Your Redhat box may be rejecting ping requests; check your firewall configuration.
Originally posted by lda
just thinking has anyone seen SIOCSIFFLAGS before? Yup. It usually indictes a resource (IRQ or I/O address) conflict between your NIC and another device. Try:
1. Turn off Plug-n-Play support in your BIOS; doing so can eliminate resource (IRQ and I/O address) conflicts on the PCI bus.
Log in as root and:
2. Use the following command (case sensitive) to make sure that your card is at least basically identifying itself correctly to the system:
lspci |grep Ethernet
You should see your card's chipset correctly identified in the resulting "Ethernet controller" output.
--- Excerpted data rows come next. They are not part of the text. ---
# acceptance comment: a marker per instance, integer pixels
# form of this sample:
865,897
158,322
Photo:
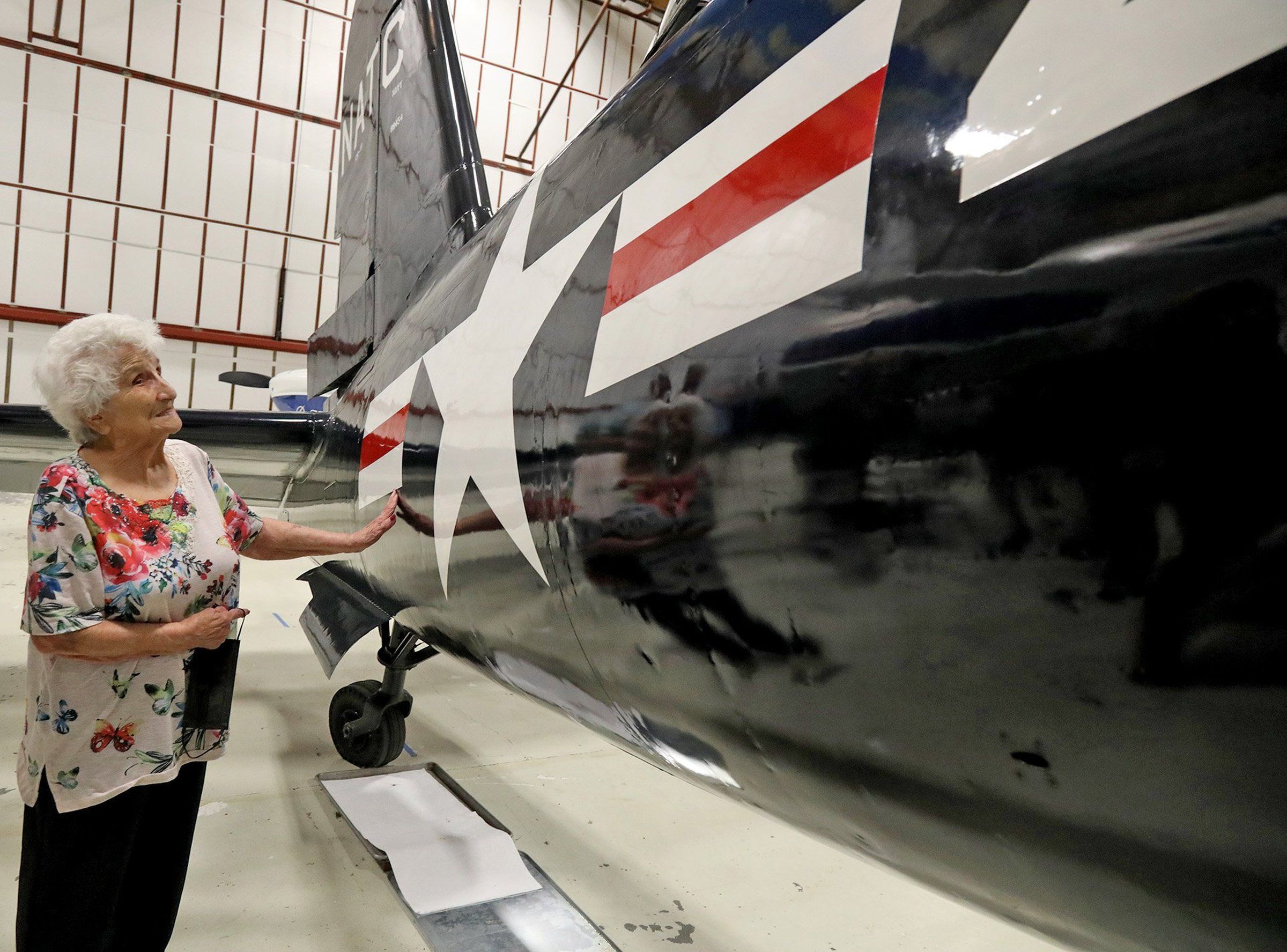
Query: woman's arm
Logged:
113,641
108,641
280,540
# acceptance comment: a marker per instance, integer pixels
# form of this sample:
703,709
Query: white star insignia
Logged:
473,371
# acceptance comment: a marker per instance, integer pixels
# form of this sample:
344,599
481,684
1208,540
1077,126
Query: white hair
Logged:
80,368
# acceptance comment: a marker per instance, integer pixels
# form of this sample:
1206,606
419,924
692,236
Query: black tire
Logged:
376,749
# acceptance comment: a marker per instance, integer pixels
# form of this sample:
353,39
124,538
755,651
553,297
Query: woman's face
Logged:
143,407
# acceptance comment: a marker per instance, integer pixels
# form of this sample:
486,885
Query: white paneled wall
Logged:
174,159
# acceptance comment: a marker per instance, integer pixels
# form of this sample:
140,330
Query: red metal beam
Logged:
165,82
175,333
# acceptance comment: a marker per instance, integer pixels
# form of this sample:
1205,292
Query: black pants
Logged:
107,878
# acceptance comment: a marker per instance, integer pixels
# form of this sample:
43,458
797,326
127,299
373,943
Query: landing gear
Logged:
368,718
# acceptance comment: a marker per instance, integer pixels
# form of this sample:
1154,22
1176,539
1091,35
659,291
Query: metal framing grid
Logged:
57,33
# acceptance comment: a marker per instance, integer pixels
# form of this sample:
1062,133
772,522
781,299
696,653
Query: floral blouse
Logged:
97,728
3. Run the following two commands:
cat /proc/interrupts |less
cat /proc/ioports |less
For the first command, note the IRQ assigned to eth0 and note if the assigned interrupt is being shared with another device. If so, this doesn't necessarily indicate a problem, but it can.
For the second command, make sure that the address range of your Eternet controller doesn't conflict with/overlap that of another device.
4. If the above steps yield errors or indicate conflicts even after you've turned off P-N-P support in the BIOS, you can try physically rearranging the slot order of your cards on the PCI bus to allieviate those conflicts.